On examining the history and statistics of strikes we find that, on most
occasions, the workers have either been forced to settle for
negotiations or have been completely routed—and if one considers the
enormous expense incurred and huge suffering endured during the strike
and the wages lost, it could reasonably be argued that strikes are,
broadly speaking, damaging to workers.
But to get the proper measure of this issue, we need to bear in mind
what the workers’ conditions would be if strikes never took place, and
to observe the conditions in those countries where labor resistance is
unknown or still in its infancy, like Italy. In reality the strike is
forced on the worker, on pain of seeing his bread gradually whittled
away, until he lives as the Chinese and Blacks do. The fact that the
masters know that they cannot exploit the worker beyond a given limit
without triggering a backlash damaging to their own interests is what
sets a limit upon exploitation; and if, say, the Parisian worker is not
reduced to eating rotten polenta like the Lombard peasants, if he does
not live in the beastly conditions of the Apulian peasants, it is simply
because he would not accept such living conditions.
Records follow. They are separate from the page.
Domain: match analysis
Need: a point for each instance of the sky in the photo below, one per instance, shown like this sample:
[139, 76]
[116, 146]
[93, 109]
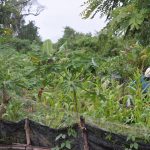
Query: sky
[61, 13]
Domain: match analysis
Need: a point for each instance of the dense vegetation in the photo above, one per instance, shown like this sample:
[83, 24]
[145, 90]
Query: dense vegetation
[95, 76]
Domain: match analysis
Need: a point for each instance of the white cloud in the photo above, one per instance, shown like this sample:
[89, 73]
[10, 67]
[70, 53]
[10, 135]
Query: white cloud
[61, 13]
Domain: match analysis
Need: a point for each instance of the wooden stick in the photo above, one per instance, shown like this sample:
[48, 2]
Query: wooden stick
[27, 130]
[84, 133]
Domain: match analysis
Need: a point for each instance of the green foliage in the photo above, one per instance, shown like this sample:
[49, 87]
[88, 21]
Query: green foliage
[29, 32]
[47, 48]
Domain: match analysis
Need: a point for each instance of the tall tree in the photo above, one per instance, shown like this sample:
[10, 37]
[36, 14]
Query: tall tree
[12, 13]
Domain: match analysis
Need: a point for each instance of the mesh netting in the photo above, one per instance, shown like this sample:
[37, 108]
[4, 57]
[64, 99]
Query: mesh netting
[41, 135]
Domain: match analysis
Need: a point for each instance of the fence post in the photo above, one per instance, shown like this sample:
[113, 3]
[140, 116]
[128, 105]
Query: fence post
[84, 133]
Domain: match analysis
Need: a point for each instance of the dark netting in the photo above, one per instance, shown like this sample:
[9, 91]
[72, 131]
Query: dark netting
[99, 139]
[43, 136]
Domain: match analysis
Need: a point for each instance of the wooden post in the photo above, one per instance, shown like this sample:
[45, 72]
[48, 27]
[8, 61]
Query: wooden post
[27, 130]
[84, 133]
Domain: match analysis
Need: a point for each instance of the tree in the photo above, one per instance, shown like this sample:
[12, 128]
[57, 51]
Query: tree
[104, 7]
[127, 18]
[12, 13]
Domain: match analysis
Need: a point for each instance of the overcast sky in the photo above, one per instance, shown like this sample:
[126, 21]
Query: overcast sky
[61, 13]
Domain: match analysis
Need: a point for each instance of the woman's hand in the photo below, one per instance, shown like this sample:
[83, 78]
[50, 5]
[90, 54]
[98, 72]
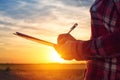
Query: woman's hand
[66, 46]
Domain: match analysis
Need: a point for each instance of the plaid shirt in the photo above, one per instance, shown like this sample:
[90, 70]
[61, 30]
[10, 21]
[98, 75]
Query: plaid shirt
[104, 46]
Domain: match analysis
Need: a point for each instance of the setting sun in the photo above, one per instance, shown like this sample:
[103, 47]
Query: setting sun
[55, 57]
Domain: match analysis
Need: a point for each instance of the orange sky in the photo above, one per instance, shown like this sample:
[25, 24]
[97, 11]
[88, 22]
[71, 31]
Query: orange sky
[44, 19]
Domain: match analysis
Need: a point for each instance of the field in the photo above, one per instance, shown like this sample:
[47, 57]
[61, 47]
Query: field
[42, 72]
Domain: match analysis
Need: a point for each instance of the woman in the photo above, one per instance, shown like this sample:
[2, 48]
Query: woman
[102, 51]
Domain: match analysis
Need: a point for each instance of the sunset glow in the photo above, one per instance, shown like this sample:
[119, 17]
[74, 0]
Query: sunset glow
[43, 19]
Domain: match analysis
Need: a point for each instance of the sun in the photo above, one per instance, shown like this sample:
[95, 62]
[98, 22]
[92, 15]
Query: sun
[55, 57]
The same applies to strikes as to political upheavals and revolutions.
Those mounting them usually lose their freedom, or their lives, or at
least their tranquillity, but it is only because of these upheavals, or
the fear of them, that governments concede a little more freedom.
Without revolutions we would still be under the lash of the Inquisition;
and now, precisely because there has been no revolution for so long and
there is no visible disposition to make one, we are gradually reverting
to that condition.
So the strike is a good way for the worker to cling to a given measure
(however small) of well-being. It is, at any rate, an inevitable fact of
life for the proletarian, if he does not want to sink into an ever lower
and more beastly standard of living.
The strike and, even more, the strike’s preparations unite workers as
brothers, get them used to reflecting upon their conditions, open their
eyes to the causes of social wretchedness, and, while uniting them in
the pursuit of immediate gains, prepare them for the future
emancipation.
However, we should not believe that strikes suffice to solve the social
question, or even improve the conditions of all workers in a serious and
enduring way.
No matter how determined the workers might be to rebel against living
conditions that fall below a certain standard, with production organized
as it presently is, there are even stronger circumstances at work
crushing all possible resistance. The swelling numbers of the
unemployed, crises, and relocation of industries will persist as long as
private property and production for profit endure, and poverty will
merely swing between a highest and a lowest point without ever going
away, forcing workers to travel the same painful road over and over
again.
So, while they wage the daily struggle of labor resistance, the
resistance societies must also aim at a higher and more general target:
the transformation of the system of ownership and production. They must
prepare the workers for the great fight and equip them to someday
perform those functions in the life of society that are carried out
today, to the workers’ detriment, by capitalists and rulers.